(Reuters) — Tech-driven insurance startup Lemonade Inc. filed for its U.S. initial public offering on Monday, looking to take advantage of a recent recovery in the market after the coronavirus crisis slammed the brakes on new listings.
Lemonade, which started in New York in late 2016, is part of a growing number of young companies looking to shake up the insurance sector through better use of technology.
It offers insurance in 28 U.S. states and markets itself as a company that gives any money left after paying claims to charities chosen by its customers.
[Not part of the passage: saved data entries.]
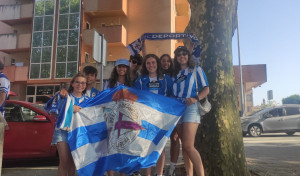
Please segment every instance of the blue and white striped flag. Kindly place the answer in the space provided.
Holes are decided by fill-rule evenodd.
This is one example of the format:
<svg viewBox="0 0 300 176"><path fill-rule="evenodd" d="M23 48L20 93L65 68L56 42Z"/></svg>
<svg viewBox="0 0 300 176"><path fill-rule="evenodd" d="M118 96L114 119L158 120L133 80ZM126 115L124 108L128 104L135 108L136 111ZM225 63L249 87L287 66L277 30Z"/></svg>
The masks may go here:
<svg viewBox="0 0 300 176"><path fill-rule="evenodd" d="M79 106L68 141L78 174L88 176L106 170L130 174L155 165L186 107L126 86L104 90Z"/></svg>

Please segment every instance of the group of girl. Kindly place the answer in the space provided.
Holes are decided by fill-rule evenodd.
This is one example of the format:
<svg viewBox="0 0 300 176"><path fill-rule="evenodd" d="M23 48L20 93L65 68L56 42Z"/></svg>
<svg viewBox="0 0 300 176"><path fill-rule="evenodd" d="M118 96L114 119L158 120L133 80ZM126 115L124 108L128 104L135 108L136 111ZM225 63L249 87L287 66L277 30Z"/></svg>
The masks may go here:
<svg viewBox="0 0 300 176"><path fill-rule="evenodd" d="M176 139L177 132L182 142L187 175L193 175L194 168L198 176L204 176L202 160L199 152L194 147L194 141L200 123L200 110L197 102L208 95L208 82L202 68L192 63L190 52L186 47L178 47L174 54L174 66L171 57L167 54L162 55L160 58L155 54L147 54L144 59L140 55L131 56L130 62L127 59L119 59L115 63L110 79L105 82L104 89L126 85L177 98L184 102L187 108L172 133L171 143L172 139ZM142 66L141 70L139 69L140 66ZM80 75L80 73L74 76L71 81L70 87L72 87L72 90L69 93L76 99L74 101L75 107L85 97L86 82L85 76ZM76 104L76 102L78 103ZM80 107L76 107L74 110L76 110L74 112L77 112ZM176 144L177 147L173 150L178 151L178 140L174 141L174 146ZM175 157L173 160L177 160L177 158ZM165 153L163 151L156 165L158 176L163 174L164 162ZM171 162L176 162L172 161L172 155ZM73 168L72 165L71 169ZM146 174L147 176L151 175L151 168L146 169ZM108 175L113 175L113 172L109 171Z"/></svg>

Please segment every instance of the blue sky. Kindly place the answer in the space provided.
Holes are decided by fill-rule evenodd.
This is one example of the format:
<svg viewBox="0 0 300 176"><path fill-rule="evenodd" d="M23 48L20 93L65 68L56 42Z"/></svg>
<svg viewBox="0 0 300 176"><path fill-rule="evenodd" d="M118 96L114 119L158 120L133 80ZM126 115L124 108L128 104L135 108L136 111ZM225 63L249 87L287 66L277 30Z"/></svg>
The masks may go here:
<svg viewBox="0 0 300 176"><path fill-rule="evenodd" d="M267 82L253 89L254 105L300 94L300 0L239 0L242 65L266 64ZM238 65L236 33L233 64Z"/></svg>

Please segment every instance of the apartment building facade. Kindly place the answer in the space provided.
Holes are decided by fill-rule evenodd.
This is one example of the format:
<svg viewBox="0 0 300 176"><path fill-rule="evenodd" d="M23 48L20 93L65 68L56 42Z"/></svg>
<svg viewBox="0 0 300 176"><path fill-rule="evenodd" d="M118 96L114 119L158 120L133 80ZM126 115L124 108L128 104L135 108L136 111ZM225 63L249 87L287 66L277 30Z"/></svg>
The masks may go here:
<svg viewBox="0 0 300 176"><path fill-rule="evenodd" d="M92 58L94 30L107 40L107 79L115 60L129 58L128 44L144 33L184 32L189 19L187 0L1 0L0 58L18 94L10 99L42 103L84 66L99 70ZM173 56L178 45L182 41L146 41L144 51ZM246 112L251 112L252 88L267 81L266 66L245 66L243 72Z"/></svg>
<svg viewBox="0 0 300 176"><path fill-rule="evenodd" d="M108 78L126 46L147 32L184 32L187 0L1 0L0 58L18 94L10 99L44 102L92 58L94 30L107 40ZM180 41L147 41L147 53L172 54ZM99 87L99 85L97 84Z"/></svg>

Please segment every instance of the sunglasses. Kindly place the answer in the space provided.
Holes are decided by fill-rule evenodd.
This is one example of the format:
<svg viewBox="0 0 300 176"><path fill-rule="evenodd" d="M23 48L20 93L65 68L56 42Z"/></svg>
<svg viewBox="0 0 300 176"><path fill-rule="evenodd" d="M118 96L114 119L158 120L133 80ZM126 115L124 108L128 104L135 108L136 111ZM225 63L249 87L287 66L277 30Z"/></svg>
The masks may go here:
<svg viewBox="0 0 300 176"><path fill-rule="evenodd" d="M75 81L74 83L77 84L77 85L80 85L80 84L81 85L86 85L86 82Z"/></svg>
<svg viewBox="0 0 300 176"><path fill-rule="evenodd" d="M138 62L137 60L131 60L130 61L132 64L138 64L138 65L141 65L142 63L141 62Z"/></svg>
<svg viewBox="0 0 300 176"><path fill-rule="evenodd" d="M186 51L182 51L182 53L176 54L177 57L179 56L186 56L188 53Z"/></svg>

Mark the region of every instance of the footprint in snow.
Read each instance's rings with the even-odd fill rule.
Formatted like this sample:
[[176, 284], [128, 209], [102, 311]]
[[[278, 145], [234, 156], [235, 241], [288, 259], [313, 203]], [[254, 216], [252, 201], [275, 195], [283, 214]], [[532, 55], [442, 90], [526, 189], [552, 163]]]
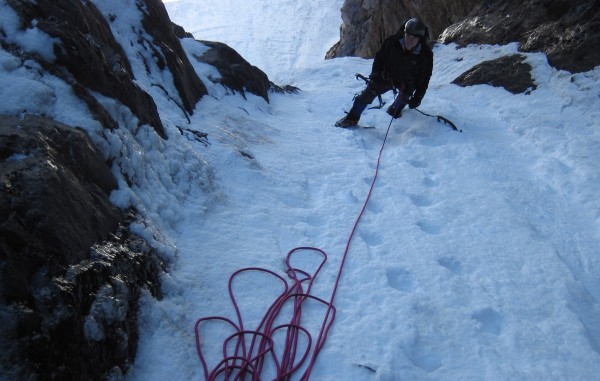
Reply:
[[453, 257], [442, 257], [438, 259], [440, 266], [447, 268], [455, 275], [461, 275], [463, 273], [462, 263]]
[[383, 243], [383, 238], [381, 234], [373, 231], [361, 231], [360, 237], [362, 240], [371, 247], [379, 246]]
[[406, 358], [416, 367], [431, 373], [442, 366], [442, 357], [437, 351], [436, 337], [416, 335], [412, 342], [402, 345]]
[[493, 308], [484, 308], [473, 314], [473, 319], [479, 323], [479, 330], [499, 336], [504, 326], [504, 316]]
[[374, 214], [380, 214], [383, 212], [383, 206], [376, 200], [369, 200], [369, 203], [367, 204], [367, 209], [369, 210], [369, 212]]
[[427, 163], [421, 160], [409, 160], [408, 164], [415, 168], [427, 168]]
[[418, 207], [427, 207], [431, 205], [431, 201], [427, 196], [421, 194], [412, 194], [409, 196], [410, 200], [415, 206]]
[[417, 221], [417, 226], [420, 227], [425, 233], [431, 235], [438, 235], [442, 232], [442, 226], [435, 221], [420, 220]]
[[415, 278], [408, 270], [388, 269], [386, 275], [388, 284], [398, 291], [412, 292], [415, 289]]
[[432, 179], [431, 177], [426, 177], [423, 180], [423, 185], [425, 185], [427, 188], [434, 188], [440, 185], [440, 182], [436, 179]]

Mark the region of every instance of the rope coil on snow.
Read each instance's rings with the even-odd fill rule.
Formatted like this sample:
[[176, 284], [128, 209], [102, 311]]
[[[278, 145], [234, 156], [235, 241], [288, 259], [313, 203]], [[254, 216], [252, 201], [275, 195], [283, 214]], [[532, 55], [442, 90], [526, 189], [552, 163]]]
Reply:
[[[289, 380], [294, 373], [299, 371], [305, 365], [304, 363], [310, 357], [310, 360], [306, 364], [304, 372], [300, 375], [299, 380], [305, 381], [309, 379], [317, 356], [325, 345], [329, 329], [333, 325], [333, 321], [335, 319], [336, 309], [333, 305], [333, 302], [342, 276], [342, 270], [348, 256], [348, 252], [350, 251], [352, 238], [354, 237], [356, 229], [358, 228], [358, 223], [360, 222], [360, 219], [366, 210], [369, 199], [371, 198], [371, 194], [373, 193], [375, 181], [377, 180], [377, 176], [379, 174], [381, 156], [390, 132], [390, 127], [392, 126], [392, 121], [393, 119], [390, 120], [390, 124], [387, 127], [387, 131], [379, 151], [375, 175], [373, 177], [373, 182], [371, 183], [369, 193], [358, 217], [356, 218], [356, 221], [354, 222], [352, 232], [350, 233], [346, 242], [346, 248], [342, 256], [329, 301], [320, 299], [314, 295], [311, 295], [310, 293], [315, 278], [327, 261], [327, 254], [319, 248], [303, 246], [297, 247], [288, 252], [286, 256], [286, 273], [290, 278], [290, 283], [288, 283], [285, 278], [277, 273], [258, 267], [243, 268], [234, 272], [229, 278], [229, 296], [236, 312], [237, 324], [225, 317], [209, 316], [198, 319], [194, 326], [194, 331], [196, 334], [196, 349], [198, 351], [200, 362], [202, 363], [204, 378], [206, 381], [213, 381], [217, 378], [232, 381], [246, 379], [253, 381], [261, 380], [261, 373], [265, 368], [265, 362], [269, 359], [272, 361], [275, 367], [275, 380]], [[294, 268], [291, 265], [292, 257], [302, 252], [313, 252], [322, 256], [321, 262], [312, 274], [307, 271]], [[233, 291], [233, 283], [235, 278], [245, 272], [259, 272], [268, 274], [281, 281], [283, 285], [283, 291], [267, 308], [264, 317], [254, 330], [247, 330], [244, 327], [243, 317]], [[314, 342], [314, 346], [311, 333], [302, 325], [301, 322], [302, 307], [307, 301], [316, 301], [326, 307], [325, 317], [323, 318], [319, 335]], [[287, 316], [287, 322], [283, 324], [277, 324], [276, 320], [283, 319], [281, 314], [284, 312], [284, 307], [290, 303], [292, 304], [292, 312], [291, 315]], [[205, 355], [202, 351], [202, 335], [200, 327], [203, 325], [203, 323], [215, 321], [228, 324], [233, 329], [234, 333], [223, 341], [223, 359], [214, 368], [209, 370]], [[285, 333], [285, 341], [283, 349], [278, 355], [278, 353], [276, 353], [275, 340], [273, 337], [279, 332]], [[299, 349], [299, 345], [303, 341], [302, 337], [304, 337], [305, 342], [305, 348], [303, 351], [301, 348]]]

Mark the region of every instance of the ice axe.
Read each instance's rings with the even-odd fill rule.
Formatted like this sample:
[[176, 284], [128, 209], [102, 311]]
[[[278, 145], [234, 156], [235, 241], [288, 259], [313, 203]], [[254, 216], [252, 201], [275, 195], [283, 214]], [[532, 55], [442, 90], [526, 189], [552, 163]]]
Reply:
[[428, 117], [430, 117], [430, 118], [436, 118], [438, 122], [442, 122], [442, 123], [444, 123], [444, 124], [447, 124], [447, 125], [449, 125], [449, 126], [450, 126], [450, 127], [451, 127], [451, 128], [454, 130], [454, 131], [462, 132], [462, 130], [461, 130], [461, 129], [459, 129], [458, 127], [456, 127], [456, 125], [455, 125], [454, 123], [452, 123], [452, 122], [451, 122], [449, 119], [447, 119], [447, 118], [444, 118], [444, 117], [443, 117], [443, 116], [441, 116], [441, 115], [431, 115], [431, 114], [428, 114], [428, 113], [426, 113], [426, 112], [423, 112], [423, 111], [419, 110], [418, 108], [415, 108], [415, 110], [417, 110], [417, 111], [418, 111], [418, 112], [420, 112], [421, 114], [423, 114], [423, 115], [425, 115], [425, 116], [428, 116]]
The company says it has digitized the entire insurance process, replacing brokers and paperwork with algorithms and providing policies in as little as 90 seconds and payment of claims in three minutes.
Last year, it raised $300 million in a funding round led by Japan’s SoftBank Group Corp., which also included insurer Allianz SE, Alphabet Inc’s venture capital arm GV, General Catalyst, OurCrowd and Thrive Capital.
Lemonade’s IPO comes just weeks after insurance policy comparison website SelectQuote Inc. raised $360 million in its offering and had a strong debut, with its shares jumping over 40% in their market debut.
The company intends to list its shares on the New York Stock Exchange under the symbol LMND, it said in a filing with the U.S. Securities and Exchange Commission.
Goldman Sachs, Morgan Stanley and Barclays are among the underwriters on the IPO.